Just last year Croc's wrapped up its participation in an EPA-sponsored composting pilot program. The
restaurant partnered with the Virginia Aquarium & Marine Science Center to receive a grant to fund the program, which was supposed to last 6 months but was extended an additional 6 months and included 11 participants.
With trash and hauling fees significantly lower in Virginia compared to other states and few available composters, there's little incentive for businesses to invest in this type of waste management. In fact, with landfill fees so low, many surrounding states choose to dump in Virginia rather than their own, says Habr. Still, as a restaurant owner, Habr is aware of the large amount of food waste her business generates daily and has made an effort to try to make composting more accessible and affordable for Croc's and other local businesses. Habr also sends off her shellfish shells to local producers for their oyster beds.

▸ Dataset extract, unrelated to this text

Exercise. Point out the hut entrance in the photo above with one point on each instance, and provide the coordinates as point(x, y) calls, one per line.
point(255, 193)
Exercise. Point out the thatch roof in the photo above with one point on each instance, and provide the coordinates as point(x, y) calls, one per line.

"Right now we need a critical mass to reduce the costs of composting, which are still high even after the pilot program," she says.
Without a sophisticated system in place, Habr worked with a local composter who came by in his own truck to haul away the food waste in bins set outside the back door. Habr also fought off local health department pressure against composting and had to deal with the challenge of expensive biodegradable bags to hold the waste. She has also worked to reduce portion sizes as a way to minimize waste before it happens, which led to the introduction of mini sandwiches and other smaller plates.
"When we started, we decided to keep the costs under $10,000 for 6 months — so either we would run out of money or the program would end first," she says. "I didn't know how many people could get into this but everyone did very well."
The composting efforts came on the heels of a recycling program started in 2007 that saved Croc's $200 month and led to smaller trashcans used throughout the restaurant. As part of that program, the restaurant swapped Styrofoam for recyclable, biodegradable cardboard boxes and began recycling packaging, paper, plastic and glass in the kitchen through a comingling program that allows these products to be tossed together.
Croc's recycles its frying oil as well. "By law we can't dump our grease in the water stream and need to have it picked up. We switched from someone who was trucking the grease across the country for dog food to a company that turns it into biodiesel for fueling busses and other vehicles in the area," Habr says.